Да что же это за напасть! У меня уже появились силы злиться. Очень много сил! Рука в синей униформе продолжала маячить перед носом.
Охранница метро, вспомнила я и, снова закрыв глаза, попыталась унять внутреннюю дрожь.
— Отойдите! Отойдите! Ей нужен воздух! — раздался шамкающий командный голос. — И таблеточка у меня есть.

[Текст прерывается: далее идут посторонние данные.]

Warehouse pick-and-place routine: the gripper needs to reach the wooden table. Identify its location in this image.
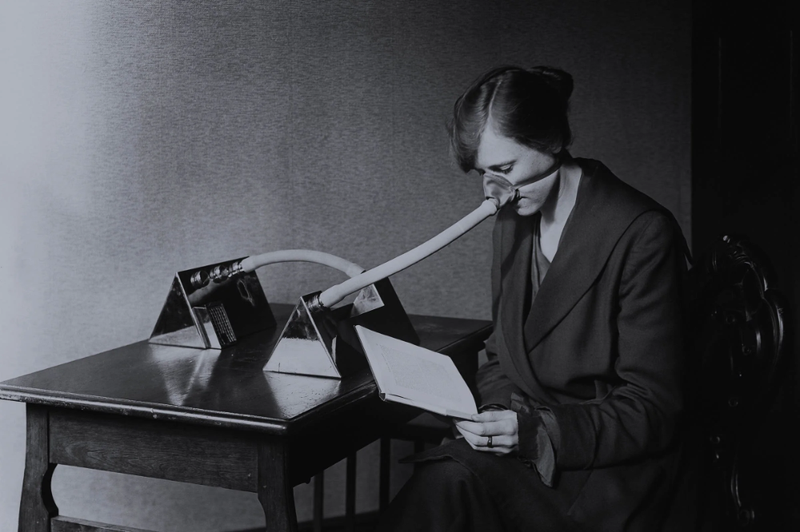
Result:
[0,305,490,531]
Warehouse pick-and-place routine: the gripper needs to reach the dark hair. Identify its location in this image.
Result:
[448,66,572,172]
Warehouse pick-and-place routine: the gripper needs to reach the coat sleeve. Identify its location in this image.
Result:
[520,211,685,469]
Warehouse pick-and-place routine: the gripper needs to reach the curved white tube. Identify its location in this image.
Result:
[242,249,364,277]
[319,199,498,308]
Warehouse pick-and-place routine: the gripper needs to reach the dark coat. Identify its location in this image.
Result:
[410,159,692,531]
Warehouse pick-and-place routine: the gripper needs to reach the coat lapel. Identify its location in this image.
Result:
[520,159,650,353]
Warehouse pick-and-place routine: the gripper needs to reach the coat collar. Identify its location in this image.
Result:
[498,159,663,358]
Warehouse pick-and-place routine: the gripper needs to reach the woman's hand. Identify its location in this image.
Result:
[456,410,519,455]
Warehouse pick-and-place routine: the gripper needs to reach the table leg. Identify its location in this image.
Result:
[19,404,58,532]
[258,439,297,532]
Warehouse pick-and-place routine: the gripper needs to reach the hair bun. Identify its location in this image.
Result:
[530,66,573,101]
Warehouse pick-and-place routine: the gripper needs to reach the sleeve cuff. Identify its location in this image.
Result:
[511,394,558,488]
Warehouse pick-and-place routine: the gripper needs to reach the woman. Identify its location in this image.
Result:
[381,67,692,531]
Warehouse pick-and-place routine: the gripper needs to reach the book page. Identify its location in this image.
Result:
[356,326,477,417]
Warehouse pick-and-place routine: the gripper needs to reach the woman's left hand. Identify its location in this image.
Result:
[456,410,519,454]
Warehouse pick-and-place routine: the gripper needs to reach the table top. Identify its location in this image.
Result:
[0,304,491,434]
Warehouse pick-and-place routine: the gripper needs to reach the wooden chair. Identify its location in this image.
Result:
[688,236,788,530]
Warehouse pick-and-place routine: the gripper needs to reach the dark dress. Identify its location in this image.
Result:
[381,159,695,532]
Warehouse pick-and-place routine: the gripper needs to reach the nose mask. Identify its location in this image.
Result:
[483,157,563,208]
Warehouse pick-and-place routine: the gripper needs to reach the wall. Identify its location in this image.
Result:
[0,0,690,530]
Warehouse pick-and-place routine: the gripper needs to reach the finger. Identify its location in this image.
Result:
[456,419,516,436]
[456,426,478,450]
[471,410,517,423]
[459,429,517,454]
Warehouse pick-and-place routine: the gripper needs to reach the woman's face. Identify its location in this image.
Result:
[475,121,558,216]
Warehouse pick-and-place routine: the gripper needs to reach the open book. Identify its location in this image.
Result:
[355,325,478,419]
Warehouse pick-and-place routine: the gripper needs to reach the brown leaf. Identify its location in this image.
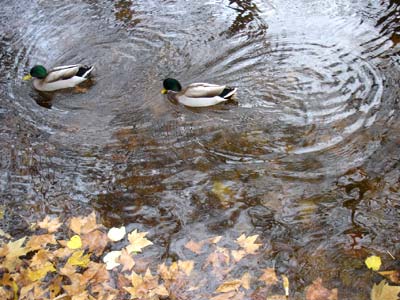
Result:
[236,234,261,254]
[119,249,135,272]
[38,216,61,233]
[185,240,204,254]
[258,268,278,285]
[371,280,400,300]
[81,230,108,256]
[29,249,54,268]
[378,270,400,284]
[69,212,100,235]
[26,233,57,250]
[178,260,194,276]
[231,250,247,262]
[49,276,63,299]
[126,229,153,253]
[215,279,242,293]
[306,278,338,300]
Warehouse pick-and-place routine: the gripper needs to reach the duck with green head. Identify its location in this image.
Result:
[161,78,237,107]
[23,65,94,92]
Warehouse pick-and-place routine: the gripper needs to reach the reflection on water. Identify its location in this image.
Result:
[228,0,268,34]
[0,0,400,299]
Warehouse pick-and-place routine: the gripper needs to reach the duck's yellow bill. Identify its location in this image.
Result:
[22,74,32,81]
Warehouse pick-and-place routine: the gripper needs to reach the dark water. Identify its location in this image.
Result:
[0,0,400,299]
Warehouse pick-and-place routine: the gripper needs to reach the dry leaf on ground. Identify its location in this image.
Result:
[306,278,338,300]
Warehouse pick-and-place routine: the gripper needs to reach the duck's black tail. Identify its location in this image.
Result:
[75,66,94,78]
[219,87,237,99]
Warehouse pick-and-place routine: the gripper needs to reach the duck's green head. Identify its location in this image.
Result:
[23,65,47,80]
[161,78,182,94]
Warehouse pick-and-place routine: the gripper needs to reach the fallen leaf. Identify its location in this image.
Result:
[26,234,57,250]
[240,272,251,290]
[365,255,382,271]
[306,278,338,300]
[103,251,122,270]
[281,275,289,297]
[28,261,56,281]
[1,237,30,272]
[236,234,261,254]
[185,240,204,254]
[258,268,278,285]
[118,249,135,272]
[67,250,91,268]
[67,235,82,250]
[81,230,108,256]
[371,280,400,300]
[38,216,61,233]
[178,260,194,276]
[107,226,126,242]
[126,229,153,253]
[215,279,242,293]
[29,249,54,268]
[231,250,247,262]
[208,235,222,244]
[378,270,400,284]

Заскрежетала молния сумки или кармана, зашуршала разрываемая упаковка, и у меня перед глазами оказалась еще одна таблетка. Теперь я ее даже смогла разглядеть. Но опознать название все равно не получилось.
— Вот, от высокого давления, — продолжал приговаривать шамкающий голос, не оставляя надежды скормить мне медикамент.
— Какое поднялось? — возмутилась первая помощница. — Наоборот, упало! — наступила минутная тишина, и я поняла, что если сейчас не выберусь из-под опеки этих небезразличных гражданок, то ничем хорошим наш междусобойчик не закончится.
— Мне нехорошо…. Это сейчас пройдет…
— Давайте-ка, я выведу вас на воздух. Может, вы недавно бокал вина выпили? — синяя куртка приблизилась, и до меня долетел запах пота с примесью духов.
Я судорожно закачала головой. Только этого не хватало. Выгонит из метро, и как мне домой добираться в такое время?
— Нет, все в порядке, — убирая дрожь из голоса, выдохнула я. — Смена тяжелая на работе, переутомилась.
Охранницу мое объяснение не устроило, и она продолжала подозрительно изучать мое лицо.
— Я в лечебнице здесь, неподалеку работаю. Со смены домой еду, — силы постепенно возвращались, и, опираясь на стену, я встала и даже, как мне показалось, держалась уверенно, не качаясь, как осинка на ветру.
Охранница еще раз посмотрела мне в глаза и, лениво пожав плечами, направилась в сторону, а я порадовавшись, что так легко отделалась.
Ну все, больше никаких отлыниваний от терапии! Доктор Василина Андреевна тоже человек и нуждается в психиатрической помощи, вздохнула я про себя. И затягивать с ней не стоит. Хорошо, что сейчас все обошлось.
Я еще раз окинула взглядом платформу, рельсы, тоннель и вообще всю станцию. Все было на своих местах. Ни раскрошенных в пыль мраморных плит, ни вздыбившихся рельс, ни воды с песком. И тем более, маняще-черной трещины, расколовшей плоскость станции пополам.
Прошло минут десять, и я, построив план, решающий сразу несколько этических проблем, возникших с первого дня моей работы, уверенно прошагала к платформе и остановилась, не доходя до желтой линии. Из тоннеля лился золотистый свет фар, поезд был близко.